O debate orçamental já está concluído, mas o PSD vai voltar à carga com alterações ao estatuto dos gestores públicos, com a apresentação, na próxima terça-feira, de dois projetos de lei. Isto acontece semana e meia depois de o BE ter votado ao lado dos sociais-democratas normas sobre a transparência na Caixa Geral de Depósitos - nomeadamente para forçar a entrega de declarações de rendimentos por parte dos administradores da Caixa Geral de Depósitos -, mas desta vez esse casamento não deverá acontecer, pelo menos quanto a um dos textos.

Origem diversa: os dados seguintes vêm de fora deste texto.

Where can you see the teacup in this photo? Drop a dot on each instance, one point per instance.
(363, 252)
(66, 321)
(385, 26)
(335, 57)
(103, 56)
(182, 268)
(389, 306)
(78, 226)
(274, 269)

No primeiro texto, o PSD que os administradores da Caixa deixem de estar excluídos do estatuto do gestor público, o que repõe os limites salariais na entidade, que os sociais-democratas defendem que devem ser os que existiam quando estava no poder o executivo PSD/CDS-PP: a regra estabelecia como limite para a remuneração dos gestores públicos "o vencimento mensal do primeiro-ministro, admitindo-se, excecionalmente, que para as empresas públicas que atuam em mercado concorrente, se possa aplicar um valor superior que pode ir até à média da remuneração dos últimos três anos que o gestor auferiu efetivamente".

Assim, enquanto os vencimentos da anterior comissão executiva da CGD representavam cerca de 1 milhão de euros por ano, os da atual comissão podem ultrapassar os 3,6 milhões de euros anuais, ou seja, mais do triplo".

Ora, o BE tem vindo a defender que o teto salarial máximo na CGD deve ser o do salário do primeiro-ministr. Ou seja, a proposta do PSD neste ponto, que viabiliza um salário em linha com a média salarial dos últimos três anos de cada gestor, deverá ser chumbada.

Em entrevista recente à Antena 1, a líder bloquista, Catarina Martins, criticou o que diz ser a hipocrisia do PSD nesta matéria: "Tanto quanto eu sei, a proposta tradicional do PSD é assim: os salários dos gestores públicos são limitados ao salário do primeiro-ministro, exceto quando há uma empresa no mercado, e, portanto, o ministro das Finanças pode pagar o salário médio dos últimos três anos. O que quer dizer que boa parte dos administradores da Caixa podiam estar a ganhar mais do que estão a ganhar".

Outras novidades

No mesmo texto, o PSD introduz ainda outras medidas "quanto aos conselhos de administração das empresas públicas": "promoção da igualdade de género", "regras de publicitação que favoreçam a transparência e limitação do número máximo de administradores executivos", cita a Lusa.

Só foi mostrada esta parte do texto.